Lay chicken cubes on a double layer of paper towels, then top with a second double layer of towels. Press on top of paper towels to remove any excess moisture from the chicken.
In a 1-gallon resealable plastic bag, add all-purpose flour (1/2 cup), salt (1 teaspoon), black pepper (1/2 teaspoon), and Italian seasoning (2 teaspoons). Seal the bag and shake until evenly combined.
In batches, add the chicken and shake until all pieces are coated. Remove coated pieces to a plate. Repeat until all chicken is coated.
Add (2 tablespoons) olive oil and butter (2 tablespoons) to a high-sided 12-inch skillet. Over medium heat, brown chicken in batches (likely 3 batches in total), flipping over two or three times, until golden brown and the chicken reaches 165ºF (74ºC) when measured by an instant-read thermometer. Transfer cooked chicken to a plate.
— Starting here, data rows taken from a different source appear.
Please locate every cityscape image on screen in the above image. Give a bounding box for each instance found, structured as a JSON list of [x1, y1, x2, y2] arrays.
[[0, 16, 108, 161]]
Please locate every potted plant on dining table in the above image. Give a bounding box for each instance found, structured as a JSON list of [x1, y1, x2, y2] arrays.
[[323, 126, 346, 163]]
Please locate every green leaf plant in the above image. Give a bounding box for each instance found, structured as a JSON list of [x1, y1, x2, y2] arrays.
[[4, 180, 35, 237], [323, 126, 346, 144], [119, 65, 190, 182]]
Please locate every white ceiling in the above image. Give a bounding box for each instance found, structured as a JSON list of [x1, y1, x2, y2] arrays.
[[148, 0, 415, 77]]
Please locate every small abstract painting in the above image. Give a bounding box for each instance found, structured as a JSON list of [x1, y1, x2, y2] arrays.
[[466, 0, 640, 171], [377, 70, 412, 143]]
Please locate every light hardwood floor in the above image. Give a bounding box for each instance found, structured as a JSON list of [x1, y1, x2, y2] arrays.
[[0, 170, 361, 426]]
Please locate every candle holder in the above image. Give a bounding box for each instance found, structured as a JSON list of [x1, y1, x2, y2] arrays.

Add remaining (1 tablespoon) olive oil to skillet and sauté garlic (1 tablespoon), shallots, and sun-dried tomatoes (1/2 cup). Sauté, over medium heat, for three minutes, stirring constantly, until softened and fragrant, about 3-5 minutes.
Keep the heat on. Add tomato paste (1/4 cup) and broth (1 cup) to skillet. Use a large wooden spoon to mix them together and scrape up all the brown bits on the bottom of the skillet.
Add the frozen tortellini (19 ounces), heavy cream, and parmesan (1 cup). Bring to a simmer (don't boil). Adjust heat, as needed, to maintain a low simmer. Simmer, stirring often, scraping the bottom of the pan with a wooden spoon so the Parmesan doesn't burn. Simmer until the tortellini is cooked, about 3-4 minutes.
To the skillet, add cooked chicken and spinach (2 cups), gently tossing until everything is well coated and combined. Spoon into individual serving bowls and top each with an indulgent sprinkle of Parmesan, a generous pinch of fresh basil, and fresh cracked pepper! Enjoy!!